Толик, дабы облегчить наше ожидание, отвел нас в тайгу. Его друг построил в тайге избушку. Снабдил нас запиской для друга, что, мол, в избушке гостят свои. Предупредил, что к избушке приходит медведь и залезает на макушку дерева. Когда шли к избушке (часа четыре), я неосознанно помяла в руках листья растения, чем вызвала у Толика испуг. Растение было ядовитым.
Сам он вернулся в город.
В прихожей жил большой полоз. Нужно было приоткрыть дверь и подождать, пока змея не уползет в нору. В комнате избы были: стол, печка, полки, кой-какая утварь, свечи, высокая кровать на четырех жердях. Хитро сделана, чтоб никто из братьев меньших не забрался на нее. Прожили мы в избушке несколько дней и пошли в город.
Адаптация к дальневосточным часовым поясам у меня заняла 10 дней. Обратная адаптация к латвийскому времени — полтора месяца.
Все было готово к походу. Больше двадцати человек летели на Кему. Грузились в вертолет. Шесть летчиков управляли воздушным судном. Больше трех часов лету до истоков Кемы. Заправка через час, и всё — дальше тайга.
Курс: Арсеньев — верховья реки Кема. С дозаправкой в крайнем селе. Далее — тайга. Вертолет загрузился топливом на «туда» и «обратно».
Обратила внимание на человека в группе — ему трудно было ходить, неодинаковая длина ног, искривленный позвоночник, отсутствие пальцев на руках. Он не шел — кулялся, перекатываясь, помогая себе палочкой. «Зачем берут его с собой?» — промелькнула мысль.

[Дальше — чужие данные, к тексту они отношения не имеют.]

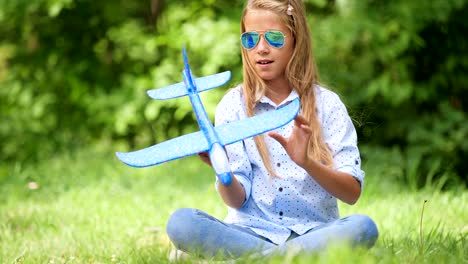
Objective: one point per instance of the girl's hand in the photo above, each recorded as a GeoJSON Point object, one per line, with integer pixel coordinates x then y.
{"type": "Point", "coordinates": [297, 144]}
{"type": "Point", "coordinates": [205, 158]}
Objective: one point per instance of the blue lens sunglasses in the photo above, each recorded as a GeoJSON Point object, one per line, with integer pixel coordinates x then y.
{"type": "Point", "coordinates": [274, 38]}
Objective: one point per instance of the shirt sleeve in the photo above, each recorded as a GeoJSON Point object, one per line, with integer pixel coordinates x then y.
{"type": "Point", "coordinates": [341, 137]}
{"type": "Point", "coordinates": [229, 110]}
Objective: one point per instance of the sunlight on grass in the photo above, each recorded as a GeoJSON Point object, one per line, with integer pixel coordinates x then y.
{"type": "Point", "coordinates": [86, 207]}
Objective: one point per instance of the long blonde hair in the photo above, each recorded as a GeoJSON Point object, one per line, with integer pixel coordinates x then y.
{"type": "Point", "coordinates": [301, 73]}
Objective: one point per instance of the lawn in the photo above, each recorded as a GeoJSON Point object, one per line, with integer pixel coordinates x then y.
{"type": "Point", "coordinates": [86, 207]}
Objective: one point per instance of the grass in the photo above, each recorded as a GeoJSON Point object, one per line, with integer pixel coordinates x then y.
{"type": "Point", "coordinates": [86, 207]}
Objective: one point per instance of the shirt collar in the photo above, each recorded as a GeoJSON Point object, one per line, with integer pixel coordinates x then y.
{"type": "Point", "coordinates": [293, 95]}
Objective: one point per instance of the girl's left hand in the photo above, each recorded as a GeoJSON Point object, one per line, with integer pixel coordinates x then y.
{"type": "Point", "coordinates": [297, 144]}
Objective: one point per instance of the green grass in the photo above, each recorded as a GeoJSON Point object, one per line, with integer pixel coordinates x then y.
{"type": "Point", "coordinates": [90, 208]}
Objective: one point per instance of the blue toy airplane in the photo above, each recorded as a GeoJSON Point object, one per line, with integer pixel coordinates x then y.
{"type": "Point", "coordinates": [209, 138]}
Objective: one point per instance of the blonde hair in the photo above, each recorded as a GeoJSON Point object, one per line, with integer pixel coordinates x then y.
{"type": "Point", "coordinates": [301, 73]}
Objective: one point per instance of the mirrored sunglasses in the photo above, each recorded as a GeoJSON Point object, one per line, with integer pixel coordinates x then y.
{"type": "Point", "coordinates": [274, 38]}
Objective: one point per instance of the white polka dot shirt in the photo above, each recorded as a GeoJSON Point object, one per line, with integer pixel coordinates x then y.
{"type": "Point", "coordinates": [275, 206]}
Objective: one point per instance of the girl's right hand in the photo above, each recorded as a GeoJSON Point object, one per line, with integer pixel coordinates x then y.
{"type": "Point", "coordinates": [205, 158]}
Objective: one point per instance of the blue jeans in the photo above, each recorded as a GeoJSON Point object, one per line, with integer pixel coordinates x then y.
{"type": "Point", "coordinates": [200, 234]}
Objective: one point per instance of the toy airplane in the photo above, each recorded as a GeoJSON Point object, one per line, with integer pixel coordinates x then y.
{"type": "Point", "coordinates": [209, 138]}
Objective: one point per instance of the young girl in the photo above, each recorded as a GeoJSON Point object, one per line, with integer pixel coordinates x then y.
{"type": "Point", "coordinates": [284, 184]}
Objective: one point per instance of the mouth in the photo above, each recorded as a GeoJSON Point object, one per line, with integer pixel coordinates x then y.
{"type": "Point", "coordinates": [264, 62]}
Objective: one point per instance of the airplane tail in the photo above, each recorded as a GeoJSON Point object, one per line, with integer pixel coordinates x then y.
{"type": "Point", "coordinates": [198, 84]}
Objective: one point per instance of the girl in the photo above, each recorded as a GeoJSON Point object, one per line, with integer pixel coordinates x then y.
{"type": "Point", "coordinates": [284, 184]}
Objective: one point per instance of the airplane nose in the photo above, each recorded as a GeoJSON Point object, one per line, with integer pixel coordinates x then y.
{"type": "Point", "coordinates": [220, 164]}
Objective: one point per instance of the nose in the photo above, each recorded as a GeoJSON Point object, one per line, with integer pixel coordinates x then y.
{"type": "Point", "coordinates": [262, 46]}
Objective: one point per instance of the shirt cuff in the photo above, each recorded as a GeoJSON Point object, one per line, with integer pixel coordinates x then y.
{"type": "Point", "coordinates": [356, 172]}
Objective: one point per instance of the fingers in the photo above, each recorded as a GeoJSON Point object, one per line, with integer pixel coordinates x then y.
{"type": "Point", "coordinates": [301, 122]}
{"type": "Point", "coordinates": [282, 140]}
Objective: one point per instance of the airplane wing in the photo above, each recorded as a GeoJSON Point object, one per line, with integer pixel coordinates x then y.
{"type": "Point", "coordinates": [175, 148]}
{"type": "Point", "coordinates": [232, 132]}
{"type": "Point", "coordinates": [202, 84]}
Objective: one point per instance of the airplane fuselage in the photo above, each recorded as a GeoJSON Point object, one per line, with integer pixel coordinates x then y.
{"type": "Point", "coordinates": [217, 154]}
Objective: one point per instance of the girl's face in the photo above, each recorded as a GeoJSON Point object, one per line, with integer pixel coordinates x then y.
{"type": "Point", "coordinates": [269, 62]}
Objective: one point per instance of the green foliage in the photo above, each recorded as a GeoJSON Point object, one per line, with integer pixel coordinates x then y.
{"type": "Point", "coordinates": [87, 207]}
{"type": "Point", "coordinates": [401, 68]}
{"type": "Point", "coordinates": [73, 72]}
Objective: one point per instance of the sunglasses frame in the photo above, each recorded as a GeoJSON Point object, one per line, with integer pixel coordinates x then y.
{"type": "Point", "coordinates": [261, 34]}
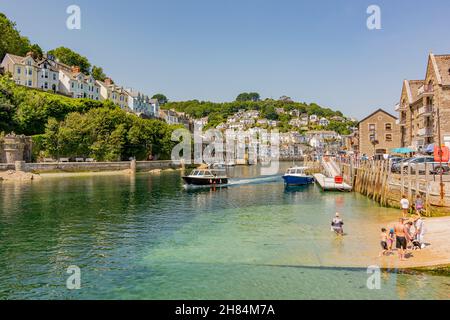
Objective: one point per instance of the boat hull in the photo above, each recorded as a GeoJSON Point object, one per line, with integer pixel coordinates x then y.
{"type": "Point", "coordinates": [205, 181]}
{"type": "Point", "coordinates": [298, 181]}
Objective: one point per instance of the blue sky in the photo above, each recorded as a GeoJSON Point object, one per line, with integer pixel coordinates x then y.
{"type": "Point", "coordinates": [313, 51]}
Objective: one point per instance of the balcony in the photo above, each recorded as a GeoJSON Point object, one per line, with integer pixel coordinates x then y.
{"type": "Point", "coordinates": [426, 90]}
{"type": "Point", "coordinates": [425, 132]}
{"type": "Point", "coordinates": [401, 107]}
{"type": "Point", "coordinates": [426, 111]}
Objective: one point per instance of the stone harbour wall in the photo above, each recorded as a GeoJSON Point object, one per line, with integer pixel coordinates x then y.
{"type": "Point", "coordinates": [92, 167]}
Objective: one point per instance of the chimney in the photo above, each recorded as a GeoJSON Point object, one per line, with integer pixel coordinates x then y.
{"type": "Point", "coordinates": [76, 69]}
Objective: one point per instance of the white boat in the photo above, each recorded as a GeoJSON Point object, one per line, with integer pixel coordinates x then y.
{"type": "Point", "coordinates": [296, 176]}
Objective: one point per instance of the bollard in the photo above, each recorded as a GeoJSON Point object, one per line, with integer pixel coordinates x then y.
{"type": "Point", "coordinates": [133, 166]}
{"type": "Point", "coordinates": [20, 166]}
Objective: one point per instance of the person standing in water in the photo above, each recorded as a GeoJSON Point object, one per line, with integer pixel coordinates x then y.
{"type": "Point", "coordinates": [337, 225]}
{"type": "Point", "coordinates": [402, 242]}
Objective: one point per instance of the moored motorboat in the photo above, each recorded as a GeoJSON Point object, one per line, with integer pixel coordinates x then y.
{"type": "Point", "coordinates": [296, 176]}
{"type": "Point", "coordinates": [206, 177]}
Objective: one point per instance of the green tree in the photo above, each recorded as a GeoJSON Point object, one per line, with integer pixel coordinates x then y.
{"type": "Point", "coordinates": [252, 96]}
{"type": "Point", "coordinates": [98, 74]}
{"type": "Point", "coordinates": [38, 54]}
{"type": "Point", "coordinates": [71, 58]}
{"type": "Point", "coordinates": [162, 99]}
{"type": "Point", "coordinates": [10, 39]}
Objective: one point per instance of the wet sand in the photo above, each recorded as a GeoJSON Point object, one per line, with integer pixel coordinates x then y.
{"type": "Point", "coordinates": [436, 253]}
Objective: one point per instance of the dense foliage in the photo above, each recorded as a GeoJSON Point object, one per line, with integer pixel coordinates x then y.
{"type": "Point", "coordinates": [107, 135]}
{"type": "Point", "coordinates": [162, 99]}
{"type": "Point", "coordinates": [250, 96]}
{"type": "Point", "coordinates": [12, 42]}
{"type": "Point", "coordinates": [68, 127]}
{"type": "Point", "coordinates": [218, 113]}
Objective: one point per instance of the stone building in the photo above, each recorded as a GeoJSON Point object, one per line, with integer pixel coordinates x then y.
{"type": "Point", "coordinates": [379, 127]}
{"type": "Point", "coordinates": [15, 148]}
{"type": "Point", "coordinates": [420, 103]}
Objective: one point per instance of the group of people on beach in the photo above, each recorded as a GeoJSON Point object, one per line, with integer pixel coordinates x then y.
{"type": "Point", "coordinates": [408, 232]}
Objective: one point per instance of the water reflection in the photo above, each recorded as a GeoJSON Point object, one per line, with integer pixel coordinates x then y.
{"type": "Point", "coordinates": [122, 230]}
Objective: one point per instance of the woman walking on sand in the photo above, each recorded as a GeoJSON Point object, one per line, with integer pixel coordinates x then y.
{"type": "Point", "coordinates": [337, 225]}
{"type": "Point", "coordinates": [402, 242]}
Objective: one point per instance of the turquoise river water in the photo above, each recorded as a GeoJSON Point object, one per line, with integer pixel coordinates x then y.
{"type": "Point", "coordinates": [147, 237]}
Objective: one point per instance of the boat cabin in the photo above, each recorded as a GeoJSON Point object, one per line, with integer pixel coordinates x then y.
{"type": "Point", "coordinates": [296, 171]}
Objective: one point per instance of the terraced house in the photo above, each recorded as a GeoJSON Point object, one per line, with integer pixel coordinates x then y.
{"type": "Point", "coordinates": [114, 93]}
{"type": "Point", "coordinates": [141, 103]}
{"type": "Point", "coordinates": [78, 85]}
{"type": "Point", "coordinates": [24, 70]}
{"type": "Point", "coordinates": [424, 108]}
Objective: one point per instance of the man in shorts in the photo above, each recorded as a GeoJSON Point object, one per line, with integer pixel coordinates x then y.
{"type": "Point", "coordinates": [400, 235]}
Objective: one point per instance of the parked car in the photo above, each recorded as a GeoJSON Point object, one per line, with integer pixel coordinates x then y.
{"type": "Point", "coordinates": [398, 164]}
{"type": "Point", "coordinates": [394, 160]}
{"type": "Point", "coordinates": [417, 164]}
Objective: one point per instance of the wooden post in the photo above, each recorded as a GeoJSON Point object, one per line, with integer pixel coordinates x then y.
{"type": "Point", "coordinates": [409, 183]}
{"type": "Point", "coordinates": [428, 186]}
{"type": "Point", "coordinates": [402, 188]}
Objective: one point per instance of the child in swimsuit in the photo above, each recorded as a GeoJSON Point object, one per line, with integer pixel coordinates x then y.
{"type": "Point", "coordinates": [383, 242]}
{"type": "Point", "coordinates": [391, 239]}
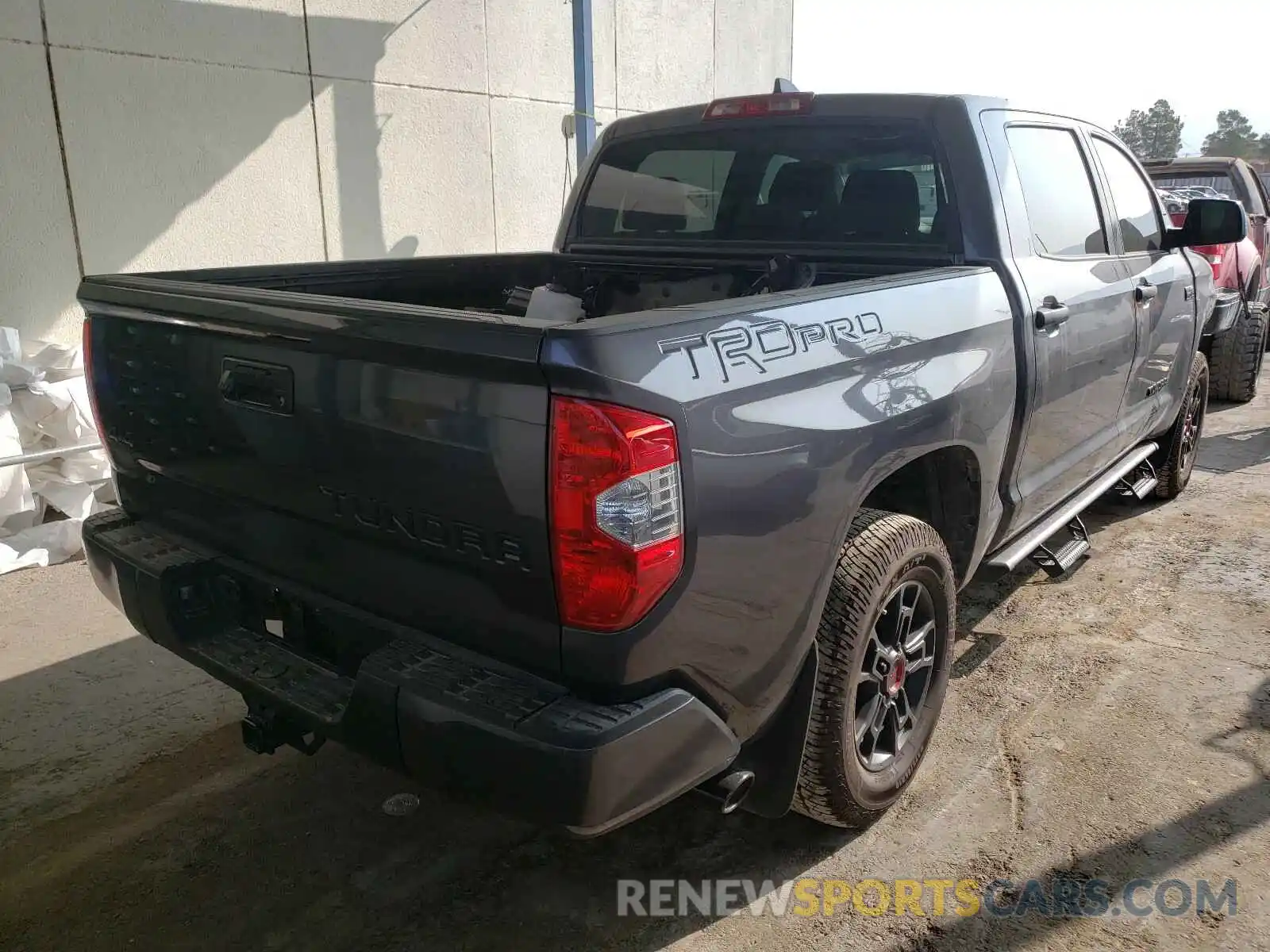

В последнем доступном селе вертолет заправился и взял курс на кемский порог «Тройной». В салоне на полу стояла большая бочка с горючим высотой до потолка. Переключали баки на бочку в воздухе. Что-то не пошло гладко. У вертолетчика задрожали руки, он облился потом. Позвал другого из кабины — оба колдовали над вентилями, ругаясь матом и моля бога о помощи. Переключились. Счастливая улыбка на лицах. Одна на двоих. И не только.
С высоты видели внизу на склоне горы разбившийся давно самолет. Видели гору без вершины, с гладкой поверхностью, как у стола.
Вертолет шел на предельной высоте — нужно было преодолеть хребет Сихотэ-Алиня.
Сначала железная «стрекоза» летела в ущелье между гор, приблизилась к перекрестку, и... боковой ветер левого ущелья остановил мощную машину в воздухе на высоте. Вертолет споткнулся на месте и задрожал. Я схватилась за руку того, интересного человека. Чуть не сломала ему руку.
— Все будет хорошо, — успокоил с отеческой любовью Володя Арапов, — Держись за мою руку.
У истока Кемы вертолет трижды кружил — искал место для посадки.
Вертолет в поисках удобного для посадки места трижды заходил над Тройным порогом Кемы.
Выгружаем вещи:
Выгрузка. Прощание с летчиками. Пожелание попутного ветра. Они нам — удачного сплава. Мы в тайге. Ближайшее село — в устье Кемы, на берегу Японского моря.
— Хочешь, я сделаю тебе древко и рукоятку для весла? — это Володя. Его голос, его забота и нежность обожгли и остановили меня на полушаге. Нет. Не может быть столько любви в одном человеке. Играет? Притворяется? Я таких людей не встречала еще. Я не знаю, как с ними общаться.
— Что с ней? — удивленный голос за спиной.
— Ничего, побудет здесь и привыкнет, — другой уверенный голос.
— Я тебе сделаю весло и отшлифую его гладко-гладко. Можно? — повторил Володя.
— Да, — я вышла из оцепенения.
Забегу вперед. Володю Арапова брали всегда с собой в доступные походы. Несли за него груз. Помогали ему. А он устраивал так, что никто не ругался между собой, он создавал даже в самой разношерстной группе доброжелательную атмосферу. У него было много любви, и он ею охотно делился.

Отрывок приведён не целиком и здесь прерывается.